Nossa visão é mais pluralista, mais democrática, mais inclusiva e mais acessível, principalmente para quem agora começa a descobrir na internet uma forma simples e poderosa de se desenvolver e exercer, mais ainda, a sua cidadania.
ALESSANDRO MOLON
Provedor de internet pode favorecer acesso a site?
Fura-fila
NÃO
Imagine entrar na internet e ter que se restringir apenas à leitura e ao envio de e-mails. Afinal, é o que o seu contrato e seu bolso permitem. Quando você clica para ver um vídeo, seja de entretenimento ou de ensino, uma mensagem alerta que ele não pode ser exibido. Redes sociais e jogos on-line são exclusividades do pacote superior.
Fazer ligações gratuitas pela web, então, nem pensar, pois a internet completa é luxo para os poucos privilegiados que podem pagar, especialmente considerando que este serviço, de Voz sobre IP (VoIP), é concorrente das empresas telefônicas, as mesmas que detêm os cabos usados para a conexão à internet.
Depois de finalmente conseguir fazer um upgrade para ter direito a sites, você percebe que alguns endereços carregam mais rapidamente que outros. O modesto blog que você gosta de ler faz parte do grupo de endereços que têm que aguardar um longo tempo na fila até ser carregado na tela do computador.
Já outros sites maiores que têm acordos comerciais com provedores de conexão são acessíveis num piscar de olhos. O segredo é o pagamento de uma taxa extra, que permite que a fila seja furada, como um carro que aluga uma sirene para poder ultrapassar os demais veículos num eventual engarrafamento e chegar mais rapidamente ao seu destino.
Essa rede desfigurada é um retrato possível do sombrio futuro da web no Brasil caso a neutralidade da rede não seja preservada integralmente no Marco Civil da Internet.
Por mais de um ano, provedores de conexão têm conseguido impedir a votação do projeto na Câmara dos Deputados, pressionando contra a garantia de uma rede defensora dos direitos dos internautas e neutra --isto é, que não fraciona o acesso a conteúdos em blocos pagos separadamente.

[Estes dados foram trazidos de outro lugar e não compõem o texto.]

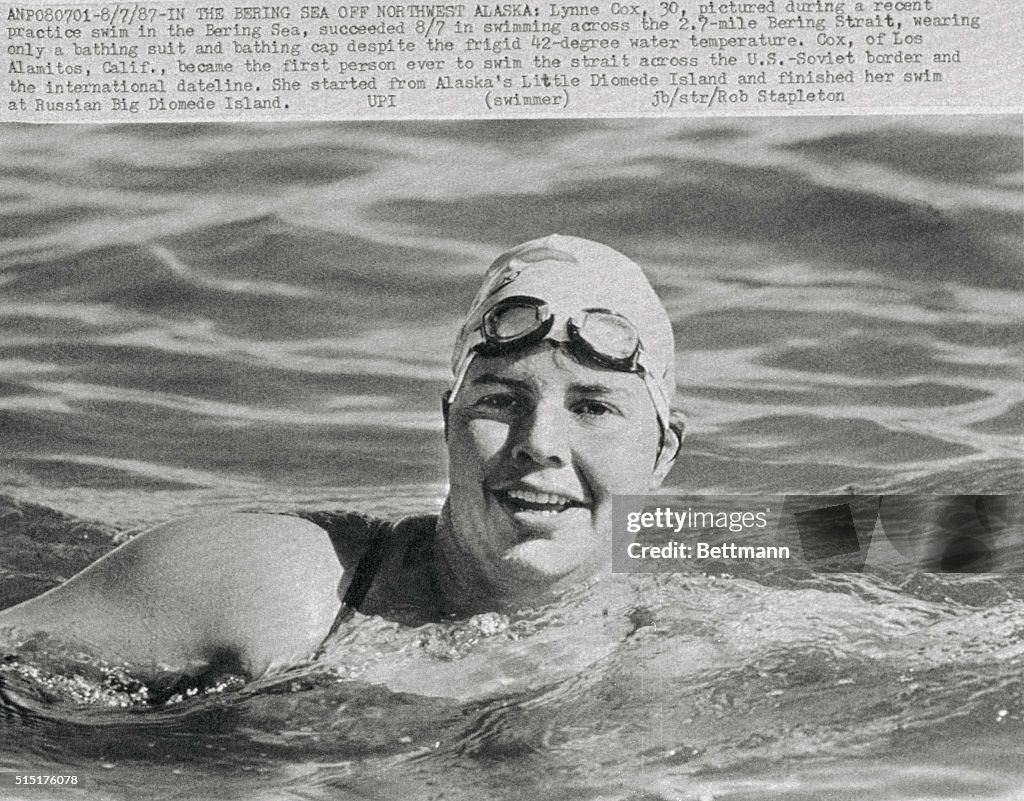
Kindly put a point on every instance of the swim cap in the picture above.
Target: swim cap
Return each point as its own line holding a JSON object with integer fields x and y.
{"x": 577, "y": 275}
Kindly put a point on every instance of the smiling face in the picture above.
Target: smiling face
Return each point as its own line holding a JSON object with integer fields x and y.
{"x": 538, "y": 445}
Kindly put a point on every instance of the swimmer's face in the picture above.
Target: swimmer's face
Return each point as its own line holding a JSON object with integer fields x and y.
{"x": 538, "y": 445}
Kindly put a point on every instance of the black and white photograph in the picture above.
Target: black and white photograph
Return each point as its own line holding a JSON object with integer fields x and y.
{"x": 310, "y": 434}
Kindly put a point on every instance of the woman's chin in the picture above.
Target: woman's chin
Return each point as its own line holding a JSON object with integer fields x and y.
{"x": 550, "y": 560}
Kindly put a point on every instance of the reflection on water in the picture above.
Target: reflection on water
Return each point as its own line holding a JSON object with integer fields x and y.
{"x": 201, "y": 317}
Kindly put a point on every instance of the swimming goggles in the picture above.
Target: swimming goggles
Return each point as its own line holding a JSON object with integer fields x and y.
{"x": 596, "y": 336}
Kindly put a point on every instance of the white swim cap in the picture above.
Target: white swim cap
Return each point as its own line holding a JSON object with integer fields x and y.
{"x": 573, "y": 277}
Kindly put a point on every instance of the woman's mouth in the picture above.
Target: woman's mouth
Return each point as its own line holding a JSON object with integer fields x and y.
{"x": 528, "y": 505}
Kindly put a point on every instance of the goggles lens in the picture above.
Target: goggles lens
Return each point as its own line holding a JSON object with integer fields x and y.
{"x": 609, "y": 335}
{"x": 600, "y": 335}
{"x": 510, "y": 322}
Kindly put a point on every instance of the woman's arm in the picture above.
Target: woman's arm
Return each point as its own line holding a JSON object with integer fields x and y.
{"x": 240, "y": 591}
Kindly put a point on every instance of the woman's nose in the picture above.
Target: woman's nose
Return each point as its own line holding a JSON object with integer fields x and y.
{"x": 542, "y": 437}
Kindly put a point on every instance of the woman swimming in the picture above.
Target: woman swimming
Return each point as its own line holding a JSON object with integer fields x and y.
{"x": 560, "y": 399}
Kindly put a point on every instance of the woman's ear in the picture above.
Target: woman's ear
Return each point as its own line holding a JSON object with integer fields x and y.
{"x": 445, "y": 406}
{"x": 671, "y": 443}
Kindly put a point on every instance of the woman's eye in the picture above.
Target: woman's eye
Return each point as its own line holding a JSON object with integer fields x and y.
{"x": 593, "y": 408}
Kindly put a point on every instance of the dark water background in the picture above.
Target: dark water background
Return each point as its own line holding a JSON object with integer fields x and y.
{"x": 216, "y": 317}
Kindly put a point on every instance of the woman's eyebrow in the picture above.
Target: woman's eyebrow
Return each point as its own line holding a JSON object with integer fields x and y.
{"x": 493, "y": 378}
{"x": 595, "y": 389}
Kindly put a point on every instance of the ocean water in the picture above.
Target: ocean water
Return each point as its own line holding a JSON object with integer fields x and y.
{"x": 197, "y": 318}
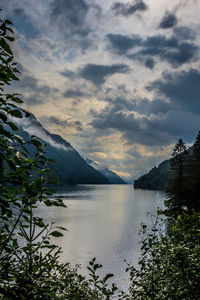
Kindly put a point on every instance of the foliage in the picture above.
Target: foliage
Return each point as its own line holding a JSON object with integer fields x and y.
{"x": 177, "y": 180}
{"x": 193, "y": 185}
{"x": 29, "y": 262}
{"x": 169, "y": 266}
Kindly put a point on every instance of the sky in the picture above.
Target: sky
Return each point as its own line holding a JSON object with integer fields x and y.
{"x": 119, "y": 80}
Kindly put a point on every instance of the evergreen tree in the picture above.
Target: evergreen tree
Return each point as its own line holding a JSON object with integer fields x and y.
{"x": 177, "y": 180}
{"x": 193, "y": 187}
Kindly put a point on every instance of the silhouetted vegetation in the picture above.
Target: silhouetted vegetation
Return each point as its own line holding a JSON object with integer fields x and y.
{"x": 169, "y": 266}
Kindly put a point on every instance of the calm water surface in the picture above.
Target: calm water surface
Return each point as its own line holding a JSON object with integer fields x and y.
{"x": 103, "y": 222}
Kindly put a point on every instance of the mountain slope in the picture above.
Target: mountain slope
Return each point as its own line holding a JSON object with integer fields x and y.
{"x": 155, "y": 179}
{"x": 110, "y": 175}
{"x": 70, "y": 167}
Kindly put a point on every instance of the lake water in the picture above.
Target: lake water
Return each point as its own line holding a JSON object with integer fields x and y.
{"x": 103, "y": 221}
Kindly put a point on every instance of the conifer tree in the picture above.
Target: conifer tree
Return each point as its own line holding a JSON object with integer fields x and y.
{"x": 193, "y": 187}
{"x": 177, "y": 180}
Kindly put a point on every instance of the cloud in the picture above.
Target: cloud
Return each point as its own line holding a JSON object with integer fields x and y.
{"x": 150, "y": 63}
{"x": 33, "y": 92}
{"x": 75, "y": 20}
{"x": 75, "y": 93}
{"x": 176, "y": 53}
{"x": 181, "y": 88}
{"x": 33, "y": 127}
{"x": 184, "y": 33}
{"x": 97, "y": 74}
{"x": 121, "y": 43}
{"x": 68, "y": 122}
{"x": 161, "y": 121}
{"x": 68, "y": 74}
{"x": 173, "y": 49}
{"x": 128, "y": 9}
{"x": 168, "y": 21}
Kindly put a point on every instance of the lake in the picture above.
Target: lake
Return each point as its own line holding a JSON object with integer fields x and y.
{"x": 103, "y": 221}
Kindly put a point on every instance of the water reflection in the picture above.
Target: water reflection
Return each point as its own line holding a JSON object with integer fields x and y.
{"x": 103, "y": 221}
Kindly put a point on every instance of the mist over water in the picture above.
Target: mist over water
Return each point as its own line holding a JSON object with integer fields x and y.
{"x": 103, "y": 221}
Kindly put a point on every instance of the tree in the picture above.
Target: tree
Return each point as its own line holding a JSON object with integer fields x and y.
{"x": 177, "y": 180}
{"x": 29, "y": 262}
{"x": 169, "y": 267}
{"x": 193, "y": 187}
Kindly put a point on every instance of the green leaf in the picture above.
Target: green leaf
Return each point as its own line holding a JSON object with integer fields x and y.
{"x": 12, "y": 126}
{"x": 5, "y": 46}
{"x": 56, "y": 234}
{"x": 10, "y": 38}
{"x": 16, "y": 113}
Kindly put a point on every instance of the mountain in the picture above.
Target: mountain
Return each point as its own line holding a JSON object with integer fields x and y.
{"x": 155, "y": 179}
{"x": 110, "y": 175}
{"x": 70, "y": 167}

O plano deles é colocar em prática o fatiamento da internet, num modelo semelhante à TV por assinatura, e cobrar preços abusivos pela experiência completa que já temos hoje. Desejam, também, ampliar seus negócios às custas da liberdade de escolha dos usuários, ao priorizar o acesso a determinados sites em detrimento de outros.
A neutralidade é o coração não só do projeto, mas da internet como a conhecemos. Numa rede neutra, a transmissão das informações deve ser isonômica: sem discriminação por origem, destino ou conteúdo dos pacotes de dados.
A quebra dessa igualdade pode traduzir-se em menos brasileiros conectados à experiência integral da internet, na contramão dos avanços recentes. O aumento de 9% no número de usuários registrado no primeiro trimestre deste ano em comparação com o trimestre anterior, computado pelo Ibope, pode se tornar coisa do passado. A exclusão digital bate à porta.
É inadmissível, portanto, que os mais de 100 milhões de internautas brasileiros continuem desprotegidos por conta da oposição de um único setor econômico. O projeto do Marco Civil da Internet é um equilíbrio entre todos os atores envolvidos. Além de garantir a neutralidade, ele protege fortemente a privacidade dos usuários e a liberdade de expressão, sendo considerada a melhor proposta de legislação para a internet no mundo.
A Câmara dos Deputados tem o dever de aprovar e oferecer ao Brasil essa lei, que possibilitará uma rede mais segura, mais livre, mais aberta e mais democrática. Que, no debate pela aprovação, ela não perca de vista o maior interessado nessa discussão: o cidadão brasileiro.
Pois vale lembrar: a democracia vai passar cada vez mais pela internet, e o futuro da internet depende da neutralidade da rede.